- International Journal of Systematic and Evolutionary Microbiology
- Volume 45, Issue 2
f Succiniclasticum ruminis gen. nov., sp. nov., a Ruminal Bacterium Converting Succinate to Propionate as the Sole Energy-Yielding Mechanism
- By N. O. van GYLSWYK
- Int J Syst Evol Microbiol, April 1995 45: 297-300, doi: 10.1099/00207713-45-2-297
- Subject: Original Papers Relating To Systematic Bacteriology
- Published Online:
A gram-negative, anaerobic, nonmotile, non-spore-forming, rod-shaped bacterium that fermented succinate quantitatively to propionate was isolated from a high dilution of rumen ingesta obtained from a dairy cow fed a production diet containing grass silage as the main roughage source.

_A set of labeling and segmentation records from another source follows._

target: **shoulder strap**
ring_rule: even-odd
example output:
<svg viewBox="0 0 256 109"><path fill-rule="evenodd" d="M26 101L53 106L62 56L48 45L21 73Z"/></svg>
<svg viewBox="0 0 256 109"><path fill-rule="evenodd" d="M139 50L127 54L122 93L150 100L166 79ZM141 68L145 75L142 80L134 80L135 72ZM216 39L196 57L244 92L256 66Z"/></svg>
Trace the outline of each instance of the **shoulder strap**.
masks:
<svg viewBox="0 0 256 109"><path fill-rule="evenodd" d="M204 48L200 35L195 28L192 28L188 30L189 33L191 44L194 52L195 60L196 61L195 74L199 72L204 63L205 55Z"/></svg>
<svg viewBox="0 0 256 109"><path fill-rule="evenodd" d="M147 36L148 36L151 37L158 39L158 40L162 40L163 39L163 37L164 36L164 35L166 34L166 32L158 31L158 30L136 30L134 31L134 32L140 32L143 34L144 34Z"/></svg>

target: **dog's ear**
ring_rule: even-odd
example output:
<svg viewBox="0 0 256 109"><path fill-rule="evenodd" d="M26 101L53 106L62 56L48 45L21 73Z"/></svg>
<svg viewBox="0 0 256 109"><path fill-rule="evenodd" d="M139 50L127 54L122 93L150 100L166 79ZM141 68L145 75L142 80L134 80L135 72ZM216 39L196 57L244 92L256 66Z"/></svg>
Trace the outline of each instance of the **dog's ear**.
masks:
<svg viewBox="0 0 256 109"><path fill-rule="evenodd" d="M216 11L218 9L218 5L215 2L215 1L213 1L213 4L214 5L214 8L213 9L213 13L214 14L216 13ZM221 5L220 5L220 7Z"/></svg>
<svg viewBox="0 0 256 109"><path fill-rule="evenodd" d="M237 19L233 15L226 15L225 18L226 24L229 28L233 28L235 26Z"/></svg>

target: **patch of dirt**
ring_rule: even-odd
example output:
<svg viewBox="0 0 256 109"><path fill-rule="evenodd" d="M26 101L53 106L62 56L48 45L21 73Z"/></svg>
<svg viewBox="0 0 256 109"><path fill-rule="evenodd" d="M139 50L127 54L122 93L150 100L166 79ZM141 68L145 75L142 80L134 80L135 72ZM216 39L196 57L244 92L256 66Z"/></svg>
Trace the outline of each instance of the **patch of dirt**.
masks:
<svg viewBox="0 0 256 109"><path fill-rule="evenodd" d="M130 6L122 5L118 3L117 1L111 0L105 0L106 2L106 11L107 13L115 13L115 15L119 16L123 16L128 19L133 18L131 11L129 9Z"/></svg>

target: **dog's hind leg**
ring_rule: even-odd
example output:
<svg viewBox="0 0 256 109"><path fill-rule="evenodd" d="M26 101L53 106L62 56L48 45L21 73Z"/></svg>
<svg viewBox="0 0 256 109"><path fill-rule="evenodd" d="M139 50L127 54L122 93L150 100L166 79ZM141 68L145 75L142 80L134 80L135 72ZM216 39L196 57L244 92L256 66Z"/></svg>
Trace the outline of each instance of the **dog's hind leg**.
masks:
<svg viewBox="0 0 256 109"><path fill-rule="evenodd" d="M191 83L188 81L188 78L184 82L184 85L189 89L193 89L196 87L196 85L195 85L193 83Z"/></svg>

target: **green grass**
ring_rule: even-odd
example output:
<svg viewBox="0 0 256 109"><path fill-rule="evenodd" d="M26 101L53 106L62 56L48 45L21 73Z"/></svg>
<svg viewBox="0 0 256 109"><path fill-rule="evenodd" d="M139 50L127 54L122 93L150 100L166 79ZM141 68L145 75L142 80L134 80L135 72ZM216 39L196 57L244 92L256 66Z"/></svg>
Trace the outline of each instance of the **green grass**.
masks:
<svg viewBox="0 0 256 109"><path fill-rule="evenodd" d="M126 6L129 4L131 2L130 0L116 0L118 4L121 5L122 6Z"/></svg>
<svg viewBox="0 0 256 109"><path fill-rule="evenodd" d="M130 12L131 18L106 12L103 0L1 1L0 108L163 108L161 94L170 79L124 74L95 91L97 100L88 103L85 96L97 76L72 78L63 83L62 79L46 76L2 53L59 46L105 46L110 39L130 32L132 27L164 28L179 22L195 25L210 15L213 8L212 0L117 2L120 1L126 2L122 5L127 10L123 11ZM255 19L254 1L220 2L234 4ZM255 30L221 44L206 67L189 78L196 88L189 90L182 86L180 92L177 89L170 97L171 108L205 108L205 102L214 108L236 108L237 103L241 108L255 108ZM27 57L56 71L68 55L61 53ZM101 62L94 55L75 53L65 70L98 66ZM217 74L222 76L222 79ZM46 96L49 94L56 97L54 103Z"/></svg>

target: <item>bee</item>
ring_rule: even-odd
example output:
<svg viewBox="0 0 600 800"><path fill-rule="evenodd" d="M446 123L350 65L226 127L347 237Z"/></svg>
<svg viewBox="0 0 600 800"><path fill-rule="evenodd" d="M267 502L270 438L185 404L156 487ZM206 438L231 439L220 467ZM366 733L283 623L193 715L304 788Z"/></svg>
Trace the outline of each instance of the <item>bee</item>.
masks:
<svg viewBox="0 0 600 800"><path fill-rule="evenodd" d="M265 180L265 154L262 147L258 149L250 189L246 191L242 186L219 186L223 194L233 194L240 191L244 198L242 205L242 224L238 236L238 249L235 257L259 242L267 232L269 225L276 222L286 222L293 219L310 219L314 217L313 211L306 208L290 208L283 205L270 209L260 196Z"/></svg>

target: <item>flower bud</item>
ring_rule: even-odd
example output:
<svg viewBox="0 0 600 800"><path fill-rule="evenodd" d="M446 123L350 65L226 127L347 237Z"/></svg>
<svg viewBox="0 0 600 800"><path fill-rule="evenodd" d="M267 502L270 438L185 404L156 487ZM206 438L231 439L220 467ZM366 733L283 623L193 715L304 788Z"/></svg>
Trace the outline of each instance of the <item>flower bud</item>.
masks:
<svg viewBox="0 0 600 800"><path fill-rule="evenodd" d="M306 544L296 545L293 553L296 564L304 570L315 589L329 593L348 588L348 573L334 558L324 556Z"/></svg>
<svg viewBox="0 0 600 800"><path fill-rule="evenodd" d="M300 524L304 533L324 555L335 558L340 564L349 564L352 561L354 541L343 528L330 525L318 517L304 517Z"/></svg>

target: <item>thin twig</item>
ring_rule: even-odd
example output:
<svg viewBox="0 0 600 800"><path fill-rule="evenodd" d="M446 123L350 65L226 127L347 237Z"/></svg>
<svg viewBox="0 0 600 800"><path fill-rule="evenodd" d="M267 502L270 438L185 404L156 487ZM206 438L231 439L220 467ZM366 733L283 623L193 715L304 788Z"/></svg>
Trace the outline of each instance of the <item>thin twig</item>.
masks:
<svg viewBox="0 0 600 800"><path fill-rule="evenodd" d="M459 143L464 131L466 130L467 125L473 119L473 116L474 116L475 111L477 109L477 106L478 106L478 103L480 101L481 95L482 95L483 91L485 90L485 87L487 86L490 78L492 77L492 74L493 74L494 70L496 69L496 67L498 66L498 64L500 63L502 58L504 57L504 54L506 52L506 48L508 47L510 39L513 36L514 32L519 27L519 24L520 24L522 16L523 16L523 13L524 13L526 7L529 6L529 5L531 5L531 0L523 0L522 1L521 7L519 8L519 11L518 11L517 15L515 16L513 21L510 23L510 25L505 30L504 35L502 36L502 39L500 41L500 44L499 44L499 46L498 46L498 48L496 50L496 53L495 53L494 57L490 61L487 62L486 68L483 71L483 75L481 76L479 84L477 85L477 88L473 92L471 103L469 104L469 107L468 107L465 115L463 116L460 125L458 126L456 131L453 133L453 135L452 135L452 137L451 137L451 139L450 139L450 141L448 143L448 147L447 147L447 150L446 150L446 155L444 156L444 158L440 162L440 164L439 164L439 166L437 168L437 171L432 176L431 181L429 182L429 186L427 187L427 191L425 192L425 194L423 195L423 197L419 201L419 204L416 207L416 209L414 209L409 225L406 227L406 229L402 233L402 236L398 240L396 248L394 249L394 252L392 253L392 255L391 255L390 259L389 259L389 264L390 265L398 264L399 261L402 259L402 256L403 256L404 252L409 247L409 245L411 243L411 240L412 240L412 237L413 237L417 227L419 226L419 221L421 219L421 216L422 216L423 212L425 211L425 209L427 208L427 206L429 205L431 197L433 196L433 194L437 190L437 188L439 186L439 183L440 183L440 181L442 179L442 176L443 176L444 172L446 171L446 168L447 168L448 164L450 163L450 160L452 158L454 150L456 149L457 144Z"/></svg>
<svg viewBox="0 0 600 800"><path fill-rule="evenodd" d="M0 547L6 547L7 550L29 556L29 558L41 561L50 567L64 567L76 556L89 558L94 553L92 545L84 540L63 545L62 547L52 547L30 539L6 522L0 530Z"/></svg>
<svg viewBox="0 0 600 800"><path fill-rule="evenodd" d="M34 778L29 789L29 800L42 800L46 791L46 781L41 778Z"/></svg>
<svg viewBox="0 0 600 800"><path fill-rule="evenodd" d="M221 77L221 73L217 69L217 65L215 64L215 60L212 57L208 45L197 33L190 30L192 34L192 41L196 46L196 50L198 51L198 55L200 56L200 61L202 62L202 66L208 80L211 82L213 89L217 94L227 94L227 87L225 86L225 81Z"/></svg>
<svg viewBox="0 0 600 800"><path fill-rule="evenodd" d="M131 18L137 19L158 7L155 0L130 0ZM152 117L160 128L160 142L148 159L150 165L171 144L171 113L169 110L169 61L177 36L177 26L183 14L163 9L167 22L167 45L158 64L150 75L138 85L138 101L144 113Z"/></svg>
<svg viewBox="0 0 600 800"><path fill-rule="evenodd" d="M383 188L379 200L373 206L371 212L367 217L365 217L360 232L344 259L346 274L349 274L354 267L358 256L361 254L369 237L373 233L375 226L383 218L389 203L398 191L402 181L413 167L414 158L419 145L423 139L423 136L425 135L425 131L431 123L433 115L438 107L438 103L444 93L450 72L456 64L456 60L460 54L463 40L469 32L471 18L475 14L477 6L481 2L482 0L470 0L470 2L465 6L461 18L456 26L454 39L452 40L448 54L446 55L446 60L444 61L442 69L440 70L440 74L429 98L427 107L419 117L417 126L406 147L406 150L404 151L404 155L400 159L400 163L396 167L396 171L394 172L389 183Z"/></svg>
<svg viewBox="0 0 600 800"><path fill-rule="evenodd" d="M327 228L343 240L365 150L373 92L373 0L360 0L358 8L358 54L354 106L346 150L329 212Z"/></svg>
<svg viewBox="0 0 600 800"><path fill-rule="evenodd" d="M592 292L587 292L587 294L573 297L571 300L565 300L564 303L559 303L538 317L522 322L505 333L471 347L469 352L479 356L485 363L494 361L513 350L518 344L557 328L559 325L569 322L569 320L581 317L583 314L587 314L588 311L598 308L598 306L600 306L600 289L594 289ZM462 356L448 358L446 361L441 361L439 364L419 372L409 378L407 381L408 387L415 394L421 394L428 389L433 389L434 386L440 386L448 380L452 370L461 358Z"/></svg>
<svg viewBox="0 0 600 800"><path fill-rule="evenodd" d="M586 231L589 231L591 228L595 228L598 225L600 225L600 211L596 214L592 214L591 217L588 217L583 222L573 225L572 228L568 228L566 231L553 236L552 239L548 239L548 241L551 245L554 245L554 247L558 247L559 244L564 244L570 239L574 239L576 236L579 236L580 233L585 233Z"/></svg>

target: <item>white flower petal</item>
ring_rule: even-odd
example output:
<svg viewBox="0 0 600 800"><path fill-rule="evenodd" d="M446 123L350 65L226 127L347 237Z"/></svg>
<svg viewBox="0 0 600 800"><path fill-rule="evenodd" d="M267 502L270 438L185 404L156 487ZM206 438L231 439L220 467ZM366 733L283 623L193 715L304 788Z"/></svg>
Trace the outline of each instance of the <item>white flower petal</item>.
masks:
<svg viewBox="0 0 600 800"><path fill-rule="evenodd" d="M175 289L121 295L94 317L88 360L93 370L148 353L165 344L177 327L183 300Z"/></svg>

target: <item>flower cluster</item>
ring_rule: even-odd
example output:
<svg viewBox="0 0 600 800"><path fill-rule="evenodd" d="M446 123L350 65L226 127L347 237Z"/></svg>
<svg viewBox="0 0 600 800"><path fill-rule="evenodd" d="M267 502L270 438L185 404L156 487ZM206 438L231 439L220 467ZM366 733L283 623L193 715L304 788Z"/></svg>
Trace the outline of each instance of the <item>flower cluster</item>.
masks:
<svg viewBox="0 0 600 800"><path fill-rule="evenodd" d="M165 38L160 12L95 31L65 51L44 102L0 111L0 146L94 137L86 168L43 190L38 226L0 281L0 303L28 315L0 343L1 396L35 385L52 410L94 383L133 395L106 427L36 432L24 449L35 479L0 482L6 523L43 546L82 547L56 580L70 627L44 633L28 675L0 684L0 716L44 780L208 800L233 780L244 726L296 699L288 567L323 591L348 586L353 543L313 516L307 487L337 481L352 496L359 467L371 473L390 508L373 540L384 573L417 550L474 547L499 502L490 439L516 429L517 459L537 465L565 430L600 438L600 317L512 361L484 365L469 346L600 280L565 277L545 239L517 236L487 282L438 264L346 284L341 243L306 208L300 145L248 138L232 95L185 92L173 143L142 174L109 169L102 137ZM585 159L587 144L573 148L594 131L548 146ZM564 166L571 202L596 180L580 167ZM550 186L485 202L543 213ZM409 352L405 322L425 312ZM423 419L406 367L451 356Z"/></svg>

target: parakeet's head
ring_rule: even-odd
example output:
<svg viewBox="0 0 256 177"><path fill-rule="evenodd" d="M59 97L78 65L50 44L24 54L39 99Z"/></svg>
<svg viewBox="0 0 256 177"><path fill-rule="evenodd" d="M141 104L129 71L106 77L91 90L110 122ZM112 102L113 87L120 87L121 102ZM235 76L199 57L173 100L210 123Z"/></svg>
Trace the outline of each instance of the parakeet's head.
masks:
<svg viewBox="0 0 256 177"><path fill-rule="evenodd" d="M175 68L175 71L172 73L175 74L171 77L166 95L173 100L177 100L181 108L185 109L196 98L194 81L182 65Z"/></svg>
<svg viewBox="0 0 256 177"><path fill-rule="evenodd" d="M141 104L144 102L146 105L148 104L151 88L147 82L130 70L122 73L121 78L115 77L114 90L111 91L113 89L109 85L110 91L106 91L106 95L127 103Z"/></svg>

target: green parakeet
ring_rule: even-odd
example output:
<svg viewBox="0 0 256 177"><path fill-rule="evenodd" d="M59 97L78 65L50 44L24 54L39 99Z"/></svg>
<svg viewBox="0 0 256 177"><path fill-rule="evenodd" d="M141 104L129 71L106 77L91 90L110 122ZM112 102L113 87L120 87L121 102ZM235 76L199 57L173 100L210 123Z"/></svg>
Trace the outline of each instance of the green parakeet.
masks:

This organism did not grow on any of the following energy sources: 12 carbohydrates, pyruvate, lactate, 7 dicarboxylic acids, aspartate, citrate, and trans-aconitate. Both rumen fluid and yeast extract were necessary for good growth on succinate. The organism was negative for the following characteristics: production of propionate from threonine, protein digestion, sulfide production, nitrate reduction, catalase activity, and urease activity. There was no growth at 22°C and reduced growth at 45°C compared with growth at 39°C. The DNA base composition was 52 mol% G+C. The complete 16S rRNA sequence (EMBL accession number, X81137) was obtained, and the phylogenetic relationships of the organism were determined. The most closely related genera were the genera Acidaminococcus and Phascolarctobacterium. The name proposed for this bacterium is Succiniclasticum ruminis gen. nov., sp. nov.; the type strain is strain SE10 (= DSM 9236). Additional isolation attempts revealed that S. ruminis is a common inhabitant of the rumina of cows that are fed production diets and of cows on pasture.